The Hurley Town government, I've heard, is eager to expand commercial development in order to slurp up more taxes. (There goes 375 leading into Woodstock.)

So, one question for Woodstockers is whether they want the Water from Cooper Lake diverted to spur growth on Rte 28 and Woodstock. And will there be pressure to raise the dam to hold more water?

 

And will Woodstock's water go in a huge circle fueling excess development?


Spot Zoning in California Quarry


California Quarry, located off Mead's Mountain Road on California Quarry Road, used to be a free campground for visitors until local controversy over hippies camping out on public property caused the Town Board in 1969 to close the Quarry and Big Deep to public use.


During the 1970s and ’80s the Town allowed the various cable companies that have owned the Woodstock/West Hurley cable system to built a concatenation of ugly towers in the Quarry. For some years, the Town received rent for use of California Quarry for cable towers, but in recent years, in a climate of ineptitude, has allowed Time-Warner to use the Quarry.

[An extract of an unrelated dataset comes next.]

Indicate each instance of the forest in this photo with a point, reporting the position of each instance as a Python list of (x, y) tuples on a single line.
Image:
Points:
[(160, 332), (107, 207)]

Now, along comes a company that wants to build a tower in California Quarry and give Woodstock half the money. Apparently the Town intends to spot-zone the Quarry, lowering it to an R-5 district in order for a tower to be constructed under the provisions of Woodstock's tower law.

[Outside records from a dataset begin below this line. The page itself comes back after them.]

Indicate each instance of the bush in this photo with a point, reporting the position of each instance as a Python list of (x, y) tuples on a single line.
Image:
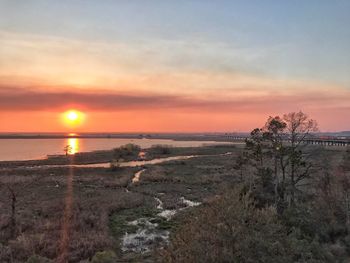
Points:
[(38, 259), (106, 256)]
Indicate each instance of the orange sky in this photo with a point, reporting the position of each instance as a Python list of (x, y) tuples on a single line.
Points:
[(136, 75)]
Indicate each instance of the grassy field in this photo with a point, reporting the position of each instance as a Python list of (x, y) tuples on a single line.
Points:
[(106, 204)]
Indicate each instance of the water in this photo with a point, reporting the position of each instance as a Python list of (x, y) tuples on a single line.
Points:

Residents in the California Quarry are upset. It's likely they will sue, first against the spot-zoning; and second against the imposition of a huge tower and its likely attendant dish farm.


Many Woodstockers are grumbling and pointing to the old landfill as a much more appropriate place for a tower. There is pressure from cellphone users in Woodstock for better service. I'm told a system of repeaters can be placed here and there, virtually unseeable, which could bring cell service to the valleys, hills and heights of the town.


Why not the landfill? It's much more isolated, and there is already a cell tower within eyesight of the landfill, on Goat Hill Road.


How About a Woodstock Housing Authority?


Readers can read the interesting Paul Kirby article in the Freeman about the Kingston Housing Authority. The Kingston Housing Authority was formed in 1948, has owned and operated successfully a bunch of housing facilities in the 65 years of its existence.
The Kingston Housing Authority has seven complexes which it owns or manages.
Former Ulster County Democratic Chair Thomas Hoffay, is vice president of the KHA. Hoffay is an outstanding public servant, and how about Woodstock approaching Mr. Hoffay for advice and counsel on how to create a Woodstock Housing Authority?


With a WHA affordable housing could be kept affordable. It could raise money and build dispersed small-sized affordable units here and there throughout the township.
Bob Lavaggi, a Woodstock artist and man of the theater, is also knowledgeable in creating affordable housing that stays affordable housing. He could be consulted.
And Gerry Ricci is building a 4-unit affordable project on the site of the legendary Sled Hill Café on Sled Hill Road in downtown Woodstock, two of the units to be handicapped accessible.


All hail the affordable housing that stays affordable housing!